Kwame Brathwaite | Artforum

Deborah Willis on Kwame Brathwaite

Willis, Deborah. “Kwame Brathwaite (1938-2023),” Artforum, April 20, 2023.

 

KWAME BRATHWAITE WAS FAMILY! He taught me about the possibilities of photography and what it means to document everyday life in Harlem. The last time I saw Kwame was at Melba’s Restaurant on a Sunday afternoon with his family. All the church folks were there. He and his wife greeted me as they always did with a welcoming smile. Kwame’s warmth and compassion for community guided me to a phrase I call upon often: “Art teaches us that every life has value.”

 

In 1969, I moved from Philadelphia to New York City to study at the Germain School of Photography in Lower Manhattan.

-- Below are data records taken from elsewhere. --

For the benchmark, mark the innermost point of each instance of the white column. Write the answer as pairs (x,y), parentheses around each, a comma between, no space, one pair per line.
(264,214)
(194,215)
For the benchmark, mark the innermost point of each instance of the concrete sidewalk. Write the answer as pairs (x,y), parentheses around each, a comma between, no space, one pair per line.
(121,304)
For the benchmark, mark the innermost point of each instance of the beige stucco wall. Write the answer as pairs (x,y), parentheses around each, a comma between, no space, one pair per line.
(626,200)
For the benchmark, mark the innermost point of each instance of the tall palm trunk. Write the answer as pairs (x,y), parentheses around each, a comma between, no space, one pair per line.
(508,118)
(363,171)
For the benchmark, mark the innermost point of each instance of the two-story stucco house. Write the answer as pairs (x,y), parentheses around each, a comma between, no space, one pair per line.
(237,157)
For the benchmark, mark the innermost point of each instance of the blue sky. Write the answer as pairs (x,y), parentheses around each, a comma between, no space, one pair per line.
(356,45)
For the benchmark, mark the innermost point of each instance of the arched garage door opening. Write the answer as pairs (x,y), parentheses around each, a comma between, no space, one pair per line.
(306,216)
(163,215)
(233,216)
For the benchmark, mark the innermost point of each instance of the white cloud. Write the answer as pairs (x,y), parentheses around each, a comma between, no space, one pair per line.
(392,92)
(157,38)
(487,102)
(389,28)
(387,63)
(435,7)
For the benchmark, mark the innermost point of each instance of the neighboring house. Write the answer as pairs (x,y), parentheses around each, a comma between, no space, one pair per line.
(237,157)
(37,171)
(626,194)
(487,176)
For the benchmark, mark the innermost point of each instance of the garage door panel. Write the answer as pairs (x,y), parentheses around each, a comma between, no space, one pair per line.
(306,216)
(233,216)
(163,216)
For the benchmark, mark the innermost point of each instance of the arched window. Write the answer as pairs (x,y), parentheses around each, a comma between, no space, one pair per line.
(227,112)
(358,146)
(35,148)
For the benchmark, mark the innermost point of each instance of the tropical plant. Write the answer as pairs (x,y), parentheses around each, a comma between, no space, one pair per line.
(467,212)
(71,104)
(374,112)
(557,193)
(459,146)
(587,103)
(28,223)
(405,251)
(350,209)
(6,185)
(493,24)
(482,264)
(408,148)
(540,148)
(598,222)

The first photographer I met in the city was Kwame Brathwaite at a political rally in the Countee Cullen Library on West 136th Street. I was surprised and honored to see him along with other Black activists I heard speak at conferences in Philadelphia, listened to on the radio, saw on television, and read about in the papers. I knew his name because he and his brother, Elombe Brath, helped to organize the “Naturally” fashion shows where models wore Afro hairstyles, which I was proudly sporting at that time. My mom had a salon and often traveled to New York to see the beauty pageants. Kwame was at the rally to take pictures. I can still recall the kindness in his quiet greeting when I told him I was in NYC to practice photography and his smile as he turned away and continued to capture the room through his lens. The late Queen Mother Moore was also in attendance, and she was receiving lots of love from younger activists who had traveled from afar to attend the meeting. Queen Mother Moore was a Black Nationalist born in Louisiana, a Garveyite who remains memorable to me because she shared her views on reparations at that meeting.

 

In 1968, Kwame traveled to document political and cultural movements alongside everyday life in West and East Africa. A photo essay from this trip was televised on WABC’s program “Like It Is” with Gil Noble. I remember that segment with great pride. It was Kwame’s stories that encouraged me to take a trip to Ghana in 1970. Over the next decade, he covered protests and happenings in the US and Africa such as the funeral of Kwame Nkrumah, the Ali-Foreman heavyweight championship fight in Zaire, and the Wattstax benefit concert. I wanted to include his portraits of the beauty shows in a book I was writing on Black photographers, but he was insistent that I use a portrait of Thomas Isidore Noël Sankara, pan-Africanist and the President of Burkina Faso, instead. At the time I did not know how significant Sankara was to freedom movements. I learned from Kwame that he was known as “Africa’s Che!” After years of seeing him at rallies in Harlem and art conferences, we continued to share stories about our life in photography. We often met at the Studio Museum in Harlem and attended local exhibitions at the Harlem State Office Building Gallery. We reconnected again in 1980 when Kwame invited me to participate in events organized by the National Conference of Artists.

 

Kwame’s photographs document the activism of empowerment and continue to affirm an unwavering commitment to Africa’s political movements, aesthetics, and culture. The impact of seeing his photographs of Black women on popular album covers expanded the consumer consciousness and reflected a changing society which informed us that “Black is beautiful” and that beauty is power through the lens of Kwame Brathwaite.